No, not all of us. Through a search using IP.com’s InnovationQ, it becomes obvious that many organizations and inventors are addressing data security worries.
Working on It
Analysts, systems engineers, software designers, and many more are reviewing past errors while predicting and preventing future problems. These operatives are finding answers to problems such as security threats, data breaches, unauthorized information sharing, and data misuse. Their new algorithms and novel mechanisms are at the front line, working against hackers and data abusers. Some of their innovations are patented, some are in the application stage, and others are defensive publications.
Following are five examples of solutions that inventors have presented over the past two to three years. Each includes an excerpt copied from the document’s abstract.
Excerpt from Abstract: However, most organizations do not understand how to quantify and assess these risks/threats yet alone assess different preemptive actions for mitigating impact. It would therefore be beneficial to provide organizations with a software based system that provides threat information gathering, incident reporting, and asset identification/valuation as part of its compounded intelligence and supports predictive context specific analysis of risks and countermeasures. Further, distributed countermeasure monitoring provides incident levels of known and unknown, or yet to be categorized threats.
Excerpt from Abstract: This document describes apparatuses and techniques for monitoring social media for breach of organizational privacy… Based on a ratio of amounts of the private data and public data disclosed, a score is provided that indicates a degree to which the social media content breaches organizational privacy.

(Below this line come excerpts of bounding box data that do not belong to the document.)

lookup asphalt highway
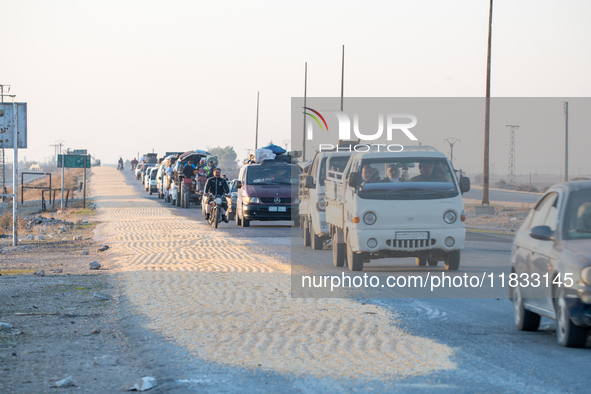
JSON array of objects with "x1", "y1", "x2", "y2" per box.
[{"x1": 118, "y1": 174, "x2": 591, "y2": 393}]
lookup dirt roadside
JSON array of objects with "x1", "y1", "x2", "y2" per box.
[{"x1": 0, "y1": 210, "x2": 149, "y2": 393}]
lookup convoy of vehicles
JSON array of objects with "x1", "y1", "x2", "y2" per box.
[{"x1": 130, "y1": 146, "x2": 591, "y2": 347}]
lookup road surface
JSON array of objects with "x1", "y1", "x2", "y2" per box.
[{"x1": 93, "y1": 168, "x2": 591, "y2": 393}]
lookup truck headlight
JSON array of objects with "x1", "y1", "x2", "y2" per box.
[
  {"x1": 363, "y1": 212, "x2": 378, "y2": 226},
  {"x1": 581, "y1": 265, "x2": 591, "y2": 285},
  {"x1": 443, "y1": 211, "x2": 458, "y2": 224},
  {"x1": 316, "y1": 193, "x2": 326, "y2": 211}
]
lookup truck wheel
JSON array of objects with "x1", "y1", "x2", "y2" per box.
[
  {"x1": 310, "y1": 223, "x2": 324, "y2": 250},
  {"x1": 332, "y1": 237, "x2": 345, "y2": 267},
  {"x1": 302, "y1": 219, "x2": 312, "y2": 246},
  {"x1": 242, "y1": 215, "x2": 250, "y2": 227},
  {"x1": 443, "y1": 250, "x2": 460, "y2": 271},
  {"x1": 347, "y1": 234, "x2": 363, "y2": 271},
  {"x1": 511, "y1": 286, "x2": 540, "y2": 331},
  {"x1": 554, "y1": 292, "x2": 589, "y2": 347}
]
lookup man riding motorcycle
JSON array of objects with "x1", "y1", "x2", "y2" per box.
[{"x1": 204, "y1": 168, "x2": 230, "y2": 223}]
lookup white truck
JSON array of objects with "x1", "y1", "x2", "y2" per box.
[
  {"x1": 324, "y1": 146, "x2": 470, "y2": 271},
  {"x1": 298, "y1": 151, "x2": 351, "y2": 250}
]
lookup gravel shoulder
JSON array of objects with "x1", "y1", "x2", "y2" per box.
[{"x1": 0, "y1": 191, "x2": 148, "y2": 393}]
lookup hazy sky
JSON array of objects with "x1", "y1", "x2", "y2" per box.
[{"x1": 0, "y1": 0, "x2": 591, "y2": 174}]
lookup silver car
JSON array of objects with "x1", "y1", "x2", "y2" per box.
[{"x1": 508, "y1": 181, "x2": 591, "y2": 347}]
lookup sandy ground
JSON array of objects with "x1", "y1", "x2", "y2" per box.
[
  {"x1": 0, "y1": 190, "x2": 148, "y2": 393},
  {"x1": 93, "y1": 168, "x2": 455, "y2": 379},
  {"x1": 0, "y1": 167, "x2": 528, "y2": 393}
]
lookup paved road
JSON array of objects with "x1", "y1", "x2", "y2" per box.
[
  {"x1": 99, "y1": 170, "x2": 591, "y2": 393},
  {"x1": 464, "y1": 186, "x2": 541, "y2": 204}
]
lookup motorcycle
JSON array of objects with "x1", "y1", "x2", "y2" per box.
[{"x1": 207, "y1": 195, "x2": 226, "y2": 228}]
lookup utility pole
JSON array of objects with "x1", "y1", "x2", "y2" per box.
[
  {"x1": 55, "y1": 140, "x2": 66, "y2": 213},
  {"x1": 505, "y1": 124, "x2": 519, "y2": 186},
  {"x1": 443, "y1": 137, "x2": 461, "y2": 168},
  {"x1": 562, "y1": 101, "x2": 568, "y2": 182},
  {"x1": 254, "y1": 92, "x2": 259, "y2": 150},
  {"x1": 0, "y1": 84, "x2": 9, "y2": 201},
  {"x1": 341, "y1": 45, "x2": 345, "y2": 112},
  {"x1": 482, "y1": 0, "x2": 493, "y2": 205},
  {"x1": 302, "y1": 62, "x2": 308, "y2": 162}
]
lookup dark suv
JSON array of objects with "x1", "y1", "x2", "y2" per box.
[{"x1": 236, "y1": 160, "x2": 300, "y2": 227}]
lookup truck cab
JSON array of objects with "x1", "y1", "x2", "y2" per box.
[
  {"x1": 325, "y1": 146, "x2": 470, "y2": 271},
  {"x1": 298, "y1": 151, "x2": 351, "y2": 250}
]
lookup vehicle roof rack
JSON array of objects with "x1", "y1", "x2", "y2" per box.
[{"x1": 403, "y1": 144, "x2": 439, "y2": 152}]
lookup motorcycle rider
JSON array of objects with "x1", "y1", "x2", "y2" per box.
[
  {"x1": 205, "y1": 168, "x2": 230, "y2": 223},
  {"x1": 204, "y1": 159, "x2": 217, "y2": 178}
]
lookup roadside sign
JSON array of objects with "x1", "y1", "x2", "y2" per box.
[
  {"x1": 57, "y1": 155, "x2": 90, "y2": 168},
  {"x1": 0, "y1": 103, "x2": 27, "y2": 149}
]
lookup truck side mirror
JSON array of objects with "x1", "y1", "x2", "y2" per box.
[
  {"x1": 460, "y1": 176, "x2": 470, "y2": 194},
  {"x1": 529, "y1": 226, "x2": 554, "y2": 241}
]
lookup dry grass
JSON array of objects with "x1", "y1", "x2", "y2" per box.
[{"x1": 7, "y1": 168, "x2": 91, "y2": 201}]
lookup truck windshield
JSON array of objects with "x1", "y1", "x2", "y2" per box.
[
  {"x1": 246, "y1": 165, "x2": 300, "y2": 185},
  {"x1": 358, "y1": 158, "x2": 459, "y2": 200},
  {"x1": 318, "y1": 155, "x2": 350, "y2": 186}
]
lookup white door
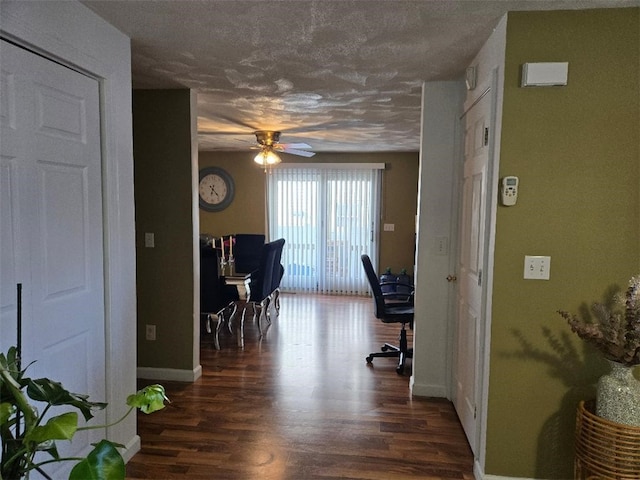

Excerpt from Abstract: A computer-implemented method for detecting information leakage by an organizational insider may include (1) identifying a set of organizational insiders of an organization, (2) identifying a set of public forums used by one or more organizational insiders, (3) identifying a set of messages posted to one or more public forums, (4) creating a message record corresponding to each message, with the record including a message summary, and a set of message metadata fields, (5) consolidating message records with common metadata fields into a message summary record, and (6) identifying, based on the message summary record, an information leakage threat.
Excerpt from Abstract: A method of securely distributing and storing content may include receiving user content and identifying a number of storage servers that are configured to receive portions of the user content. The method may also include dissecting the user content into content portions for storage in the storage servers.
Excerpt from Abstract: A method and system is disclosed for protecting social media data from unintended third party access.
Excerpt from Text: The method and system enables a user to define an additional security mechanism through data tagging, in addition to a traditional identifier (ID) and password, to control the access to user data. The data tagging can be applied to one or more of, but not limited to, a forum, a single message or picture. The additional security mechanism uses a communication channel.
Sometimes, we as end users are so excited about the newly possible, i.e. what we can do, we lose sight of what we should do. Thankfully, diligent intellects are working for the good side in an attempt to stay ahead of those with dangerous applications for information technology. Our part in the effort is to work smart, stay vigilant, and implement the viable solutions that the innovators present. Keeping our personal and professional data safe is everyone’s job.